Come quella della mamma di Tonks. Non parliamo invece del disordine in cui quella sciagurata fa vivere Lupin, poveretto.
Staranno tutti bene?
Ecco. Non devo pensarci, però-
Chissà se sono stati attaccati, ma no, che mi viene in mente, nessuno sapeva del piano... allora perché Dedalus ritarda, doveva solo chiedere a Kingsley com'è andata...
Non era una missione, quella dell'omettino dal vestito color lavanda. Era una semplice gita a Downing Street, con tutta la circospezione del caso, d'accordo, ma si era in territorio Babbano. Si toccava ogni tanto la falda del cappello, quasi gli portasse fortuna.
Quando il mago alto e scuro era apparso nascondendo la luce del lampione più vicino, era sobbalzato:
- Royal?
- Digs, quante volte ti ho detto di vestirti un po' meno... più... insomma, hai capito! - Nella voce profonda dell'Auror risuonava una nota di nervosismo e stanchezza.
- E quante volte ti ho chiesto gentilmente di non chiamarmi Digs? - stava per replicare Dedalus, ma aveva deciso di lasciar perdere. - È filato tutto liscio, spero.
Kingsley non aveva risposto. Si era mosso un poco di lato, lasciando che la luce illuminasse il marciapiede e la sua figura: a Dedalus era parso di sentire i muscoli della sua mascella tendersi. Lo incalzò:
- Non l'avranno preso, per mille...
- Il ragazzo è in salvo - lo aveva rassicurato Kingsley, finalmente. - A un carissimo prezzo, ma... ce l'abbiamo fatta.

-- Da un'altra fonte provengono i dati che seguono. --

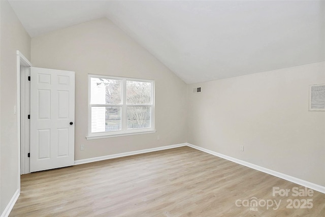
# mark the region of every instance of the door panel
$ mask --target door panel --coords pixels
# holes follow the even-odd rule
[[[74,72],[31,67],[30,172],[73,165],[74,116]]]

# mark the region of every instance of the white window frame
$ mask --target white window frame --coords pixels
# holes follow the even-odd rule
[[[121,122],[122,128],[121,130],[92,133],[91,132],[91,107],[92,106],[114,106],[114,105],[91,105],[90,104],[90,81],[91,78],[105,78],[107,79],[115,79],[121,81],[121,104],[117,104],[116,106],[121,107]],[[127,129],[127,108],[129,104],[126,104],[126,81],[133,81],[139,82],[145,82],[151,83],[151,104],[142,104],[141,106],[151,106],[151,114],[150,114],[150,128],[141,128],[136,129]],[[155,133],[155,115],[154,115],[154,105],[155,105],[155,94],[154,94],[154,81],[153,80],[147,80],[138,78],[126,78],[121,77],[109,76],[100,75],[88,74],[88,135],[86,137],[87,140],[102,139],[105,138],[116,137],[118,136],[130,136],[133,135],[144,134],[147,133]],[[140,106],[140,105],[139,105]],[[134,106],[137,106],[134,105]]]

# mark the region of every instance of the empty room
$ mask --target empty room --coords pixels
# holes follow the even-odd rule
[[[0,215],[324,216],[325,1],[0,1]]]

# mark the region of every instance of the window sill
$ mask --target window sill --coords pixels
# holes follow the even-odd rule
[[[143,131],[141,132],[134,132],[131,133],[119,133],[115,134],[109,135],[92,135],[86,137],[87,140],[91,139],[105,139],[106,138],[117,137],[119,136],[132,136],[134,135],[146,134],[147,133],[154,133],[156,132],[156,130],[149,130],[147,131]]]

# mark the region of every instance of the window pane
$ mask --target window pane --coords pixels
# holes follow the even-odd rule
[[[150,128],[151,106],[127,106],[127,129]]]
[[[126,103],[150,104],[151,103],[151,83],[126,81]]]
[[[121,130],[121,106],[91,107],[91,133]]]
[[[90,104],[121,104],[121,87],[119,80],[91,78]]]

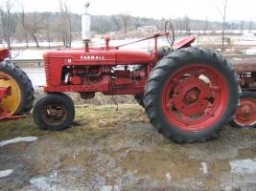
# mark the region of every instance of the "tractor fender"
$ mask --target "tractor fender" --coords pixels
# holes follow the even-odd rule
[[[191,35],[188,37],[181,38],[175,42],[173,46],[174,50],[178,50],[181,48],[189,47],[196,40],[196,35]]]

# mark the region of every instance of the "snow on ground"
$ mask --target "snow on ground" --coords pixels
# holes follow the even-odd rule
[[[234,174],[253,174],[256,173],[256,159],[236,159],[229,162],[231,173]]]
[[[18,142],[32,142],[37,140],[36,137],[27,137],[27,138],[15,138],[10,140],[3,140],[0,142],[0,146],[6,146],[8,144],[13,144]]]

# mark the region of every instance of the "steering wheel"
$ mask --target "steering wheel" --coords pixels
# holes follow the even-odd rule
[[[170,44],[171,50],[173,50],[175,36],[174,27],[170,21],[165,22],[165,33],[167,42]]]

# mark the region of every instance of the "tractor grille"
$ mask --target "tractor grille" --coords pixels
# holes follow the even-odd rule
[[[46,58],[44,59],[44,67],[45,67],[45,76],[46,76],[46,84],[51,84],[51,64],[50,59]]]

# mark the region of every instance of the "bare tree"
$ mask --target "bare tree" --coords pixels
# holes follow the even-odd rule
[[[244,33],[244,25],[245,25],[245,22],[244,21],[241,21],[240,22],[240,31],[241,31],[241,33],[242,34]]]
[[[226,7],[228,0],[222,0],[222,8],[217,8],[222,18],[222,32],[221,32],[221,52],[224,52],[224,40],[225,40],[225,26],[226,26]]]
[[[24,11],[23,1],[21,1],[21,12],[19,15],[21,18],[22,28],[24,30],[27,48],[29,47],[29,35],[31,35],[31,37],[34,39],[36,47],[39,48],[37,33],[44,29],[45,17],[42,14],[38,16],[35,11],[27,15]]]
[[[188,16],[185,16],[183,20],[184,20],[184,30],[187,34],[190,34],[190,18]]]
[[[130,16],[128,14],[120,14],[120,19],[121,19],[121,23],[122,23],[124,33],[125,33],[125,38],[126,38]]]
[[[61,15],[61,38],[64,47],[71,47],[72,43],[72,26],[71,16],[67,3],[64,0],[58,0]]]
[[[206,33],[207,30],[208,30],[208,18],[206,18],[204,21],[203,34]]]
[[[23,1],[21,1],[21,12],[20,14],[20,19],[21,19],[21,25],[24,31],[24,36],[25,36],[25,40],[26,40],[26,47],[29,48],[29,39],[28,39],[28,30],[27,29],[27,24],[26,24],[26,14],[25,14],[25,11],[24,11],[24,5],[23,5]]]
[[[0,22],[1,22],[1,38],[7,43],[9,49],[12,49],[12,22],[11,11],[13,7],[13,1],[6,0],[4,8],[0,8]]]
[[[249,32],[251,32],[252,25],[253,25],[253,23],[252,23],[252,20],[250,19],[250,21],[249,21]]]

Sulla strada del ritorno, troppo sconvolto per Smaterializzarsi lì per lì, Dedalus aveva gettato il cilindro in un rigagnolo di periferia. La notte si andava rinfrescando e aveva bisogno di aria per trovare le parole.
"Non guardarmi, vai via!"
"Io ti guarderò finché avrò occhi, amore."
"Vattene! Non ti voglio qui! Smettila di piangere, porco Grindelwald! Con cosa credi che sia riuscito a fare fuori quel bastardo, con le lacrime? Con le moine?"
Per lui le lacrime sono inutili. L'amore è inutile. Eppure ti ama.
"L'ho fatto con questa." Aveva impugnato la bacchetta. "E con questa." Aveva portato due dita alla fronte.
"E... questo?"
Si era appoggiata al suo petto e aveva alzato la testa a guardarlo, sfidando la sua rabbia. Il suo viso devastato è la mappa del mondo, aveva pensato. Del passato e del presente.
"Questo cuore a che serve, Alastor?"
"A farmi impazzire, a smarrire la strada, mia cara. Non posso permettermelo, lo sai bene."
"Non potevi innamorarti di un bel giovanotto, invece di una vecchia carcassa che muore un pezzo alla volta? Forse ormai sono diventato un Infero, non ci hai mai pensato? Se riusciranno ad uccidermi, mi ridurrò in polvere, un ventaglio di fumo nero e... puff. Una sferetta impazzita e un pezzo di legno buono per il fuoco, ecco cosa resterà di me."
"Riesci ancora... a sentire gli odori?"
"Solo quelli cattivi, quelli che portano guai."
"Non senti... non senti il mio profumo?"
Lui aveva scosso la testa e aveva cercato di scostarsi: "Meglio così. Sarebbe una tentazione inutile."
Gli aveva preso il viso tra le mani e l'aveva baciato sulle labbra. Lui era rimasto impassibile; l'unica cosa che si muoveva di lui era l'Occhio - ma anche questo lentamente, perché non c'era nulla da controllare, nulla da intercettare, solo un autocontrollo che stava per andare in pezzi...
"Merlino, Hestia, in che pasticcio ti stai andando a cacciare."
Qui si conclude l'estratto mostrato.